Words we love to hate

YOLO-DictionaryEvery year the Oxford Dictionaries announce their “Word of the Year”. This is their choice of which word was the most significant over the previous twelve months, chosen as it is seen to reflect the ethos, mood, or preoccupations of that particular year and to have lasting potential as a word of cultural significance. The criteria seem sound. But then we see which word was chosen, and have to wonder whether it really reflects that, and what we were thinking in collectively using them so much. In 2014 the number 1 word was “vape” (an abbreviation of vaporise, and now specifically related to inhaling and exhaling the vapour produced by an electronic cigarette). In 2013 the word was “selfie”. Really??

I have never used the first, and scarcely the second of these two quasi- important words (and hope not to, as both send a shiver running down my spine), so I am decidedly unhip. Other people can love them – I will leave them. And, like everyone else, I have my own opinion of what words shouldn’t be allowed, so here are a few:

Considering that there are well over 200,000 adjectives in the English language, using that bland word “nice” is just plain lazy and way too one-dimensional. When I see it, I cringe and look for the delete button. When I hear it, even if it’s in a “dinner was nice” comment from my husband, I sigh and make a note to buy him a thesaurus. If there’s one thing I remember from my English classes at school, it’s my teacher threatening to fail us if we ever used the words “nice” or “interesting” to describe a piece of literature or poetry.
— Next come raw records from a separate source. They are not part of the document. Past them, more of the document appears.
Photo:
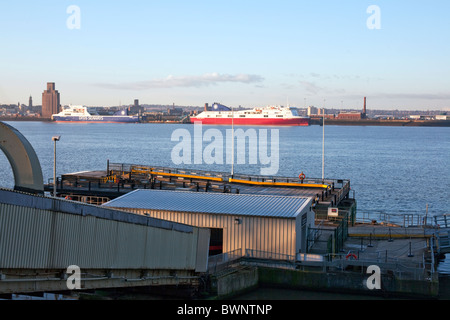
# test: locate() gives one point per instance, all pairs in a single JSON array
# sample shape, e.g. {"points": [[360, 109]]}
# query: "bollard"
{"points": [[370, 241]]}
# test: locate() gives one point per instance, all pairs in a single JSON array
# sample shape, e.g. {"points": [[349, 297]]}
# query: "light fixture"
{"points": [[54, 139]]}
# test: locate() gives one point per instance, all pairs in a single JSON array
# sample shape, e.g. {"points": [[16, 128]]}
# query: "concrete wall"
{"points": [[346, 282]]}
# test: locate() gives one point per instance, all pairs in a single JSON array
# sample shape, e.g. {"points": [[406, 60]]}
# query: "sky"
{"points": [[247, 53]]}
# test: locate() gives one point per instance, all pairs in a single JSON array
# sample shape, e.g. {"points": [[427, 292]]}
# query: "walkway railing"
{"points": [[400, 268]]}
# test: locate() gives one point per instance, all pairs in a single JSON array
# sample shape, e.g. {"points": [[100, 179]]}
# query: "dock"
{"points": [[118, 179]]}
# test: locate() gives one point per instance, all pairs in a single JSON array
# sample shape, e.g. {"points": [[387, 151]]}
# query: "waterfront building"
{"points": [[262, 224], [50, 101]]}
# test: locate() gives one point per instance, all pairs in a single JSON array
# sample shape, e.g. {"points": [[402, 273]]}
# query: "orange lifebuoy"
{"points": [[351, 255]]}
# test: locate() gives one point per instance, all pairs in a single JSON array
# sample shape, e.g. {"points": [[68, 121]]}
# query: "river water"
{"points": [[391, 169]]}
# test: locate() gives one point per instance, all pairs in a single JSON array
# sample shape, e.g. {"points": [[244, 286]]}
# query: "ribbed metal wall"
{"points": [[45, 239], [276, 235]]}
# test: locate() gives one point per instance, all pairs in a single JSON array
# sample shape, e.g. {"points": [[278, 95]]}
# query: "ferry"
{"points": [[83, 114], [219, 114]]}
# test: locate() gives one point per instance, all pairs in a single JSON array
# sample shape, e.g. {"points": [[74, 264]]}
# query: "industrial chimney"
{"points": [[365, 105]]}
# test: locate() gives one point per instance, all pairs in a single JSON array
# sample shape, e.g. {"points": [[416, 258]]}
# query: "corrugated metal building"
{"points": [[267, 223], [40, 235]]}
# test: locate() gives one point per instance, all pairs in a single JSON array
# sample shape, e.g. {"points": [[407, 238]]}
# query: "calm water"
{"points": [[392, 169]]}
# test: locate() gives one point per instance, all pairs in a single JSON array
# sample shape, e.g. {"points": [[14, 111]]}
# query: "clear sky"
{"points": [[245, 52]]}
I still cringe when I see people using these hollow words to describe something of better merit. No, your visit to Rome was neither “nice” nor “interesting”, and neither are you. Think up some fresh adjectives, please.

Literally. I think this is a pet peeve for many people- at least according to the amount it has been discussed over past months. “When I heard Jack was going out with Jill yesterday, I literally had a heart attack.” No, you didn’t, or you’d be in the intensive care unit right now or, more satisfyingly, the morgue.
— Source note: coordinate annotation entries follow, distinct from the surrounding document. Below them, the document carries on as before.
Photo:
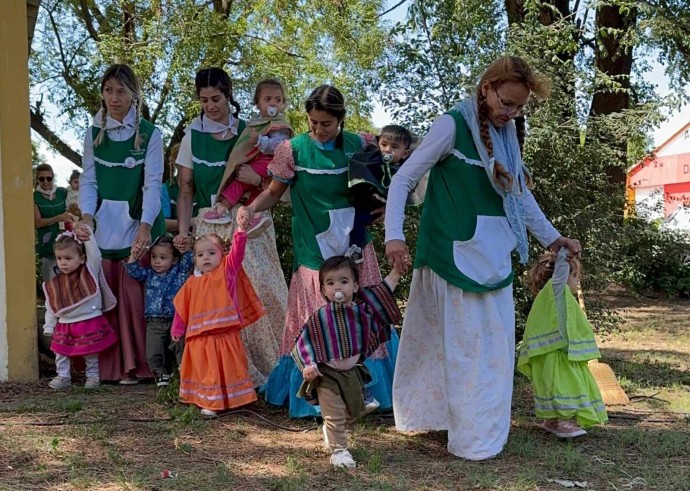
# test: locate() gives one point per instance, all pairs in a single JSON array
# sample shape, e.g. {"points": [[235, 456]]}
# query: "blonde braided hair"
{"points": [[503, 70]]}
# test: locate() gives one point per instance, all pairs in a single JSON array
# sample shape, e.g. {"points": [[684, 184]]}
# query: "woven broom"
{"points": [[611, 392]]}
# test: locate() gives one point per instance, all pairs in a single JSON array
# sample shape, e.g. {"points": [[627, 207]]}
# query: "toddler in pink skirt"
{"points": [[75, 301]]}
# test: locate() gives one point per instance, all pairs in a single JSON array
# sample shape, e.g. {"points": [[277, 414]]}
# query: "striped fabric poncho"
{"points": [[337, 332]]}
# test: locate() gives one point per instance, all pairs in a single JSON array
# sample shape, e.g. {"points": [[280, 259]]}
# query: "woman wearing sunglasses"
{"points": [[49, 210], [457, 351]]}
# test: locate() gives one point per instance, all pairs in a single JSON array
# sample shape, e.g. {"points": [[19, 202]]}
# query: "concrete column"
{"points": [[18, 353]]}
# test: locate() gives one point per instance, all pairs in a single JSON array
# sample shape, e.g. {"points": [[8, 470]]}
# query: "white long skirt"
{"points": [[455, 365]]}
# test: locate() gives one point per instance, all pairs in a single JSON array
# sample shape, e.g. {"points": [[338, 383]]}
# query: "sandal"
{"points": [[562, 429]]}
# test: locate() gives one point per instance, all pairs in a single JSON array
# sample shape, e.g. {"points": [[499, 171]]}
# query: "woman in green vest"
{"points": [[49, 210], [120, 192], [457, 352], [314, 167], [204, 151]]}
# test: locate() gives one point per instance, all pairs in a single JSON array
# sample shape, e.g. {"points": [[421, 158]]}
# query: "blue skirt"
{"points": [[284, 381]]}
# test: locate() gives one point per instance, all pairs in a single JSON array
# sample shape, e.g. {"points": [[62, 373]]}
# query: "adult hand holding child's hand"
{"points": [[244, 216], [398, 255], [311, 373], [573, 246], [83, 231]]}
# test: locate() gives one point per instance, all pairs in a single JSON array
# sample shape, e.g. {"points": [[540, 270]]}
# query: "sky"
{"points": [[676, 120]]}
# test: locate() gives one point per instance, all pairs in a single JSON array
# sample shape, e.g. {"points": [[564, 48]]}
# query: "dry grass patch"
{"points": [[121, 438]]}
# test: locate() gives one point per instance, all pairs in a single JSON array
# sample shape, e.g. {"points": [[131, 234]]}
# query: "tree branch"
{"points": [[88, 20], [271, 43], [100, 18], [163, 97], [39, 126], [392, 8]]}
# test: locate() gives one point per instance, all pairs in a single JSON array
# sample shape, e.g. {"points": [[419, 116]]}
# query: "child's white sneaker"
{"points": [[209, 413], [326, 443], [92, 383], [343, 458], [60, 383]]}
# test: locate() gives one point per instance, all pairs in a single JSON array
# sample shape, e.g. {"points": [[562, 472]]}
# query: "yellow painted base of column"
{"points": [[18, 350]]}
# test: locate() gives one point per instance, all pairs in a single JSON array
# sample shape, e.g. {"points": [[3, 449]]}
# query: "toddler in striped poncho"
{"points": [[333, 344]]}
“Passion” is far too powerful a word to connote mild enthusiasm. Entrepreneurs claim to be passionate about their fertiliser-packaging business. Carrot jam makers promise you they source their carrots from growers with a passion for carrots. The Oxford English Dictionary defines passion as “strong and barely controllable emotion”. Stop calling yourself passionate about Justin Bieber’s music unless you are under 10!

One word that should never, ever be used in written form is “totes”. No, not the plural of “tote”, but the abbreviation of “totally” – a perfectly short word to begin with. The only exception to this rule is when the next word is “amazeballs”. Because, you know, it’s totes amazeballs to say “totes amazeballs”.

On a grammatical level there are a few no-no’s too; ones which abound among native speakers and English learners alike. “Try and” is just not correct at all. We don’t try and do things, we try to do things, in spite of what it sounds like when we speak the words. “Less” vs. “fewer” is another that makes my toes curl, as in “Fewer people live in Vienna now than 100 years ago”. Less is for uncountable things (time/ money/ imagination); fewer for countable (pens/ potatoes/ miles to run).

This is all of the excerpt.